Nothing makes you questions yourself, your abilities, your confidence and your sanity like a novel. You'll have days when you think you're a genius and lot more days where you think you're an imbecile. There's no way around this. You just have to keep going, keep trying to believe in yourself, what you're saying and striving for the finishing line. One useful technique is to keep reminding yourself that 'no one will ever read your first draft except you.' This removes a lot of pressure knowing this. You can write much more fluidly, openly and honestly when you tell yourself this. By doing so, the demons crawl back into their holes, the doubts evaporate and the words seem to flow much better. And flowing words tend to mean flowing prose which tends to mean stronger writing.
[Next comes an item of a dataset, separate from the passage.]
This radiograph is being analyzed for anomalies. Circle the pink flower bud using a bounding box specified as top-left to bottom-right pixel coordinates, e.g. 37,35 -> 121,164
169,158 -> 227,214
But novels are hard work. That's why it feels such an achievement to complete one. I've written three now, including The Fallen which is the name of my latest, and with each one I am learning a little bit more about myself, about writing, about pace, characters, and hopefully improving each time as well.

Writing novels comes at a cost, to health (both mental and physical health), materially and with those around you. On my Facebook account, I tried to succinctly capture what writing this latest book cost me. It pretty much sums it up.

"So 11 months, 7 rewrites and false starts, four bumper black ink cartridges, 2 printers, 2,220 sheets of A4, 2 chairs, least a hundred more grey hairs, chest pains, bags under my eyes, a stoop, tears, self-harming, a pitiful weekend away in Weymouth, 128 2 litre bottles of sparkling water, crates of beer and wine, whiskey and whisky, sleepless nights too many to number, writing sessions at 3am, writing sessions at midnight, more coffee than the annual output of Brazil, more tea than all of Sri Lanka produced in the noughties, an ink pen, a sharpie pen, my nails, my sanity, my children's holidays and birthdays, nights too many without my wife, and a million plus words condensed down to 104,000, I have finally submitted a draft of The Fallen to my literary agent."

As my friend and fellow author Russell Mardell said, "Why do we keep doing it? It's either an addiction, therapy, stupidity or masochism. Likely all of them." And I think he's right.

But right now I'm off to the funny farm, with a beer in my hand.